Gabaergic Interneuron Reorganization during the Late Period May Contribute to Hippocampal Epileptogenesis

Commentary

This study examines the lithium–pilocarpine model of temporal lobe epilepsy. In this model, systemic administration of lithium and pilocarpine induces status epilepticus, which is then followed by a so-called silent period, during which electrographic abnormalities can be seen. The end of that period is marked by the appearance of recurrent spontaneous seizures. Modifications in inhibitory circuits (inter-neuronal loss) and the expression of GABA transmission (heightened expression GABA synthetic enzyme, glutamic acid decarboxylase [GAD]) occur during this process, but the changes present at the onset of spontaneous recurrent seizures have not been well documented. Therefore, the focus of this work was to examine the modifications in GABAergic circuits occurring during this model's silent period.

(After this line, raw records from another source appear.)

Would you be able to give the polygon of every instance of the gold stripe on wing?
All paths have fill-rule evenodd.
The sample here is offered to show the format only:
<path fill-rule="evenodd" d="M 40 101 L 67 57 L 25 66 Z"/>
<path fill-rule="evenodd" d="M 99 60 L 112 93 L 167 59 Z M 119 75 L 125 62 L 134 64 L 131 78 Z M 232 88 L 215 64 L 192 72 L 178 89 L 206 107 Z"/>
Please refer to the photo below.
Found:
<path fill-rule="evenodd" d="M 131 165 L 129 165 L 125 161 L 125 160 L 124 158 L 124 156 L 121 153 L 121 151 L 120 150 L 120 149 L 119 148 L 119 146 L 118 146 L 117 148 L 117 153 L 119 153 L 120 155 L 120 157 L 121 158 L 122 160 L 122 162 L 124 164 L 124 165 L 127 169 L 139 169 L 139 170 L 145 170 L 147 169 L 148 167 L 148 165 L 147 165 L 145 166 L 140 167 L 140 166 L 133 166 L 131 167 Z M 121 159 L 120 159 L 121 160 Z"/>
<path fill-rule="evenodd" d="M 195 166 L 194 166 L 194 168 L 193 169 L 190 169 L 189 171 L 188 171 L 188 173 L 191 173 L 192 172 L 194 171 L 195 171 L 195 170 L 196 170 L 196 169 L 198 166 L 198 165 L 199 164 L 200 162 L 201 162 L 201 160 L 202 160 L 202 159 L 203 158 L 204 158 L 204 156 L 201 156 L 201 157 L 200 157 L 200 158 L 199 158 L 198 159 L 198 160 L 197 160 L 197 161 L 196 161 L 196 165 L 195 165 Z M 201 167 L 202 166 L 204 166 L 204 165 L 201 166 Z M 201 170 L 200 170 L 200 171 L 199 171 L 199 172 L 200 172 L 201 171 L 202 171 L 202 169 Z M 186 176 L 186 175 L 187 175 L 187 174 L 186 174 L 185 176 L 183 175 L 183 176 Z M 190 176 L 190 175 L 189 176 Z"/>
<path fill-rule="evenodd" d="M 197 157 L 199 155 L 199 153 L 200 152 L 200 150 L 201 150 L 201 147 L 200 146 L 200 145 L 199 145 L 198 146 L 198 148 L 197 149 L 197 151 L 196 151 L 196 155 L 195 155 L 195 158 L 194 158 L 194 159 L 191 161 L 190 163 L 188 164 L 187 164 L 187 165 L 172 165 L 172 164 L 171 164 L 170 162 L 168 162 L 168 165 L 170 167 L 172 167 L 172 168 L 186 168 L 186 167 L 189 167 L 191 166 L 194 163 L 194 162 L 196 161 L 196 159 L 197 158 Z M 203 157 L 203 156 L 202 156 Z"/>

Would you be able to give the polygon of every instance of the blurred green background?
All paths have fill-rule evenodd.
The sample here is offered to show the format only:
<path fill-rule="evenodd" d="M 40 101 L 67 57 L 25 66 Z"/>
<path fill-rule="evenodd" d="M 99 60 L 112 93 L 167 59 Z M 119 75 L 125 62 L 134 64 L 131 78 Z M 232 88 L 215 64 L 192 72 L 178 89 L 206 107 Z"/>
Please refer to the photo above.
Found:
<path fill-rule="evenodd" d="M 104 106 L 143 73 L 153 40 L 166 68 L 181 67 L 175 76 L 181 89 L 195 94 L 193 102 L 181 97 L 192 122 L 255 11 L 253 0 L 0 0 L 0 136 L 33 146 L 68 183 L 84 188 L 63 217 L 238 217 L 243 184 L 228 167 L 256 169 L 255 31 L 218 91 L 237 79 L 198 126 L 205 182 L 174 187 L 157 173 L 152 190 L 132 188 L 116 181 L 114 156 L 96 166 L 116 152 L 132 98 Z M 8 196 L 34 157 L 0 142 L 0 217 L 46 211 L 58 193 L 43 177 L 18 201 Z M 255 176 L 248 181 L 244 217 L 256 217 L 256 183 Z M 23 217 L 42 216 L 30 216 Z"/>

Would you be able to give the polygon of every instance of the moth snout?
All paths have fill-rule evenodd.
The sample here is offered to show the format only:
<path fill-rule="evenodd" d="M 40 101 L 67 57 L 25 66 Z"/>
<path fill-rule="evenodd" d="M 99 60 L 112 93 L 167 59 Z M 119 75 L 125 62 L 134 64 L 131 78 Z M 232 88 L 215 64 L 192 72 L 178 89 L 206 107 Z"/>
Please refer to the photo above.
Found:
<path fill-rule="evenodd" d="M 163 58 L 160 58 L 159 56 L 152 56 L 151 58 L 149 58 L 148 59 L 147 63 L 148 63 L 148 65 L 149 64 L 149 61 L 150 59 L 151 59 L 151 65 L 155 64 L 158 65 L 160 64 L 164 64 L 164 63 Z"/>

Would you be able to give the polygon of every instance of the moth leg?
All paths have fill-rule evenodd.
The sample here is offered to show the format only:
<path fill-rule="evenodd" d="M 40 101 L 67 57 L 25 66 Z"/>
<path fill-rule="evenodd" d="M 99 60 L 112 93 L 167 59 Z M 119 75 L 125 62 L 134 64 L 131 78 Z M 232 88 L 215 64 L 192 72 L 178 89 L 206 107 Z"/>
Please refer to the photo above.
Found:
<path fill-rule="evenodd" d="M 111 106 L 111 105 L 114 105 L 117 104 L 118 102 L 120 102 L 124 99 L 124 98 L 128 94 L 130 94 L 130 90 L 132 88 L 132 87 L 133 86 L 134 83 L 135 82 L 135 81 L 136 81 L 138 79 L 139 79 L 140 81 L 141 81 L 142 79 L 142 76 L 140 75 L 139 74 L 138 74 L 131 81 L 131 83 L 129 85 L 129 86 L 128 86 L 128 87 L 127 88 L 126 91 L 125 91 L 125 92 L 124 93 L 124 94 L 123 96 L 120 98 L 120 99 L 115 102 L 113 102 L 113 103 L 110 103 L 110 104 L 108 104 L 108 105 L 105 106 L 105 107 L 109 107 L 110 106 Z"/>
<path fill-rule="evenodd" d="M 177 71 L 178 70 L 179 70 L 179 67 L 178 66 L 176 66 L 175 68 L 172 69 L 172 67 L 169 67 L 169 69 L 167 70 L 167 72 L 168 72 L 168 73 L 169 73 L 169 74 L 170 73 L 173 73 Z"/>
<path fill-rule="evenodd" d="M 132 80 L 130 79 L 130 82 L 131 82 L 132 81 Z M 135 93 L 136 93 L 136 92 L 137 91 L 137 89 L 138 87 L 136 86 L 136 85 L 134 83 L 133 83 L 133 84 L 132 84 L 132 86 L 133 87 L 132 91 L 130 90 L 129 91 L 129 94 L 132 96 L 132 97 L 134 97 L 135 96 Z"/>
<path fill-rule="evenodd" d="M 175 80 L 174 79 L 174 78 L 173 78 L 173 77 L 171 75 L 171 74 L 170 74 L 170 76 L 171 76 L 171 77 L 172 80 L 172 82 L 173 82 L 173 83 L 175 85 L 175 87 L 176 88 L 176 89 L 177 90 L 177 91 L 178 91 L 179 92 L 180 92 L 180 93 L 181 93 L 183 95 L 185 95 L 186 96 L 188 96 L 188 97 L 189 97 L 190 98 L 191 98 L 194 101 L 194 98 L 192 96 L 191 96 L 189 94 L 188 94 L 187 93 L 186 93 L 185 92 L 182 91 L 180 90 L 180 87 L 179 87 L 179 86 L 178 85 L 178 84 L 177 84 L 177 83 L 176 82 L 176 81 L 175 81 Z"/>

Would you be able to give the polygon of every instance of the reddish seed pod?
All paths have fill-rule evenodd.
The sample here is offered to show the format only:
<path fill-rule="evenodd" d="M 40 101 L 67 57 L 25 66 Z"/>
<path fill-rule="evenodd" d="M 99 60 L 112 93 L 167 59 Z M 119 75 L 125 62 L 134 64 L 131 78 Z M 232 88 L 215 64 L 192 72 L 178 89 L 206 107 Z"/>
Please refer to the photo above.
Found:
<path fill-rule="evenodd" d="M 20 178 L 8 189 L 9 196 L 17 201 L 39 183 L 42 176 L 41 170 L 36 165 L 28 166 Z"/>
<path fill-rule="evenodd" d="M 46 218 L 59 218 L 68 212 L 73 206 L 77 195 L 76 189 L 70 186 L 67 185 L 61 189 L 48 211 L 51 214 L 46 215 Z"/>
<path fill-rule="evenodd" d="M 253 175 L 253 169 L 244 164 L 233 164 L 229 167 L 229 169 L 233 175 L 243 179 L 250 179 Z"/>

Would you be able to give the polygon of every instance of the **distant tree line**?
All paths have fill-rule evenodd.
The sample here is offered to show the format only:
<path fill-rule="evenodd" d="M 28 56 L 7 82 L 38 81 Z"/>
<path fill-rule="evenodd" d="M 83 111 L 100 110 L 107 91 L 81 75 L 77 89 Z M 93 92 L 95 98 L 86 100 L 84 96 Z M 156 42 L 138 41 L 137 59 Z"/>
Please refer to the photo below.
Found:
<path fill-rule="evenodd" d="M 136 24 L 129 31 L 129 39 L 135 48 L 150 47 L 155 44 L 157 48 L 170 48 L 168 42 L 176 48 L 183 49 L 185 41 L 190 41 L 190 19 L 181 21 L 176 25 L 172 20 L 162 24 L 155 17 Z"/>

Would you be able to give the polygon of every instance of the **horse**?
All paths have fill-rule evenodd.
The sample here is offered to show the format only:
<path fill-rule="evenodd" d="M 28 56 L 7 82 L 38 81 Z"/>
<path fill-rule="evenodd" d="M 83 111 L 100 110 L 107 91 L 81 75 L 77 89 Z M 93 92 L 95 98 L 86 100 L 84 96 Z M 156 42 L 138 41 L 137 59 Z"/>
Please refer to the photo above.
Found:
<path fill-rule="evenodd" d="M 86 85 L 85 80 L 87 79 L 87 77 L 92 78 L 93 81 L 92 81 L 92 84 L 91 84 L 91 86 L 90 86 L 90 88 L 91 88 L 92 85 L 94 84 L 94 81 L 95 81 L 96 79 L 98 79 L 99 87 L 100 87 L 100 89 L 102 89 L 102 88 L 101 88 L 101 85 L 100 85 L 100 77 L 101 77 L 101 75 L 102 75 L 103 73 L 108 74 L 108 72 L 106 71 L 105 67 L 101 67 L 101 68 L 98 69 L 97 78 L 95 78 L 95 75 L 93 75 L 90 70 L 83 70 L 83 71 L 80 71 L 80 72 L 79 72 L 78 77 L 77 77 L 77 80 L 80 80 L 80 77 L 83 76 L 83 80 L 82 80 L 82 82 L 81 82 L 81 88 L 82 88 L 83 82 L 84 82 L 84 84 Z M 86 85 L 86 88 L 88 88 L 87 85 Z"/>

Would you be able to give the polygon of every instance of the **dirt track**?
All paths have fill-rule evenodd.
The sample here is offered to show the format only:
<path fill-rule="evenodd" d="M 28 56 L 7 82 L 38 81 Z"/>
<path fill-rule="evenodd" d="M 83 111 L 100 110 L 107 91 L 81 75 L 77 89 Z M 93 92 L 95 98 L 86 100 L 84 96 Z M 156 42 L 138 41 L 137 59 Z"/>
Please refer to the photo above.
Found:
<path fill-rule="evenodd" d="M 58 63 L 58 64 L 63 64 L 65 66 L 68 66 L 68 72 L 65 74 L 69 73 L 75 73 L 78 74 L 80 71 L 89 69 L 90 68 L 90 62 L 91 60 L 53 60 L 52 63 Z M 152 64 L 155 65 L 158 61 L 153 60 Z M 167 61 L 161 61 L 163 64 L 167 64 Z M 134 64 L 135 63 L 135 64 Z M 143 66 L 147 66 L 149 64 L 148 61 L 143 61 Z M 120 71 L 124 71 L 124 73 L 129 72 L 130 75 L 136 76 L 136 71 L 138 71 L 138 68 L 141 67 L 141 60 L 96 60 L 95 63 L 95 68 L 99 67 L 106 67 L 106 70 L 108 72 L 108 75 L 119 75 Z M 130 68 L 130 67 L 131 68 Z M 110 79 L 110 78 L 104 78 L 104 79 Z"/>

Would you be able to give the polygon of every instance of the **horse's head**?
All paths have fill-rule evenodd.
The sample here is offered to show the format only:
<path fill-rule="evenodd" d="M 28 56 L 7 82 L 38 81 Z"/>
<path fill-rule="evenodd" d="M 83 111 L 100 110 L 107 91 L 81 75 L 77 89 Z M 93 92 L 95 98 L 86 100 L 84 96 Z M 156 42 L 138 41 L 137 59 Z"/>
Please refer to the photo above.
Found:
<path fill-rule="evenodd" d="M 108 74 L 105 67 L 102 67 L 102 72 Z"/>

To examine the distribution of interneurons and their processes, immunohistochemical markers for the various calcium-binding proteins expressed by these cells (parvalbumin, calretinin, and calbindin), as well as for GAD and the type 1 GABA transporter, were used. Data were obtained from four groups: control, those sacrificed 24 hours after status epilepticus, those sacrificed at 6 and 12 days after status (silent period), and those processed after spontaneous recurrent seizures began. Profound cell loss was seen among CA1 pyramidal neurons and stratum oriens, and the upper blade of the dentate gyrus showed neuronal damage. The hilus showed progressive cell loss reaching 87% by 12 days. In contrast, there was no significant loss of CA3 pyramidal cells, and the lower blade of the granule cell layer also appeared spared from neuronal loss. GABA transporter staining was moderate and of variable significance in the CA1–CA3 pyramidal cell layer and the hilus and was unchanged or enhanced in the dentate but was profoundly reduced in stratum oriens. Parvalbumin immunoreactivity was markedly lower in stratum oriens, the hilus, and dentate gyrus but was unaffected in CA1–CA3 stratum radiatum and pyramidale. Calretinin staining was reduced throughout CA1–CA3 and the hilus. The number of calbindin-positive interneurons did not change in stratum radiatum and stratum pyramidale, although a decrease was seen in stratum oriens. Strikingly, the number of calbindin-immunoreactive interneurons in the hilus did not decrease. Instead, it was significantly increased in the spontaneous seizure group compared with all groups. These cells were mostly present next to the crest of the granule cell layer and at the border between the granule cell layer and the proximal CA3 area. Their morphology was different compared with calbindin interneurons in the control and 24-hour groups. They had large, strongly stained somata and more numerous and longer dendrites running in the polymorphic cell layer and through the granule cell layer into the molecular layer. The significance of this may be speculated.

Taken together, these results suggest that changes in GABAergic circuits may contribute to epileptogenesis and to the expression of spontaneous recurrent seizures. Although mossy fiber sprouting has been proposed as contributing to seizure propagation, the seizures that ensue in the lithium–pilocarpine model do not rely on this process. Thus, the major factor may be alterations in the GABA system. Although the loss of GABAergic elements in hippocampus would certainly predispose to hyperexcitability, the appearance of the supernumerary calbindin-positive neurons in the hilus, especially at the onset of clinical seizures, is more intriguing. Increased inhibitory network projections in the hilus may lead to recurrent seizures by hypersynchronization of granule cell activity. Alternatively, new inhibitory afferents may inhibit inhibitory neurons themselves, leading to a release of excitation. Further elucidation of this will require a detailed neurophysiological investigation of this novel circuitry.